The Recursive Nature of Writing

The recursive nature of writing is a circle.  There is the invention (the thought), then the composition (the writing or drawing), and finally the development (the process of revision). For example, I prefer free writing my invention. This gives me a chance to make a composition in which I can see my invention (creativity; design; device; thought). As I compose, I realize there is more to the invention, so I add. Then in the development stage, I can revise the process – add or subtract as needed.

Drawing Hands
Drawing Hands, by M.C. Escher

There is a quote by Harlan Ellison, “Writing is the hardest work in the world. I have been a bricklayer and truck driver, and I tell you–as if you haven’t heard a million times already – that writing is harder. Lonelier. And nobler and more enriching.” Here, he compares writing to bricklaying and truck driving. Writing is the most challenging work because just to be able to put thought to paper, may not always come out the way you think it should. It is not easy for some to just write out their thoughts. It can be lonelier than truck driving because it is just you and the paper – no distractions. But in the end, it is very noble and enriching to put your thoughts into words that others can follow through reading. And writing can make you feel proud of the work you put into it. This leads into the recursive nature of writing through the process of invention, composition, and development.

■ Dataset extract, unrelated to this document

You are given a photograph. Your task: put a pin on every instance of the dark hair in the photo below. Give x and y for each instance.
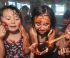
(12, 8)
(42, 10)
(67, 15)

To compare it further, in the lithograph by M. C. Escher titled “Drawing hands,” one can see a relationship between two hands, the pencil, and the paper. They work together in drawing each other. We can also see the recursive nature of writing in this lithograph.  Without the invention, there would be no composition and development. What does this work of art mean? It means interdependence – to rely on each other to complete a task. The lithograph could be interpreted to mean that one hand is the mind and the other is hand. Your thoughts being “passed” from the mind, down the arm to the hand that holds the pencil to the paper. Both are independent, but both are needed to get out what is required to be said. The artist is trying to say that there is interdependence in recursive writing.

So, we see that the recursive nature of writing is circular. It starts with the invention (the thought), then moves into the composition (the writing or drawing), then onto the development (the process of revision) stage, and then back to the invention. So, one can see how it is like the lithograph, “Drawing Hands” by M. C. Escher. One can see that writing is harder than bricklaying and truck driving because it tends to be a lonelier job with minimal distractions. With recursive writing, you will feel an empowerment, a justification to write more and to allow the thought to flow to the pencil and onto the paper.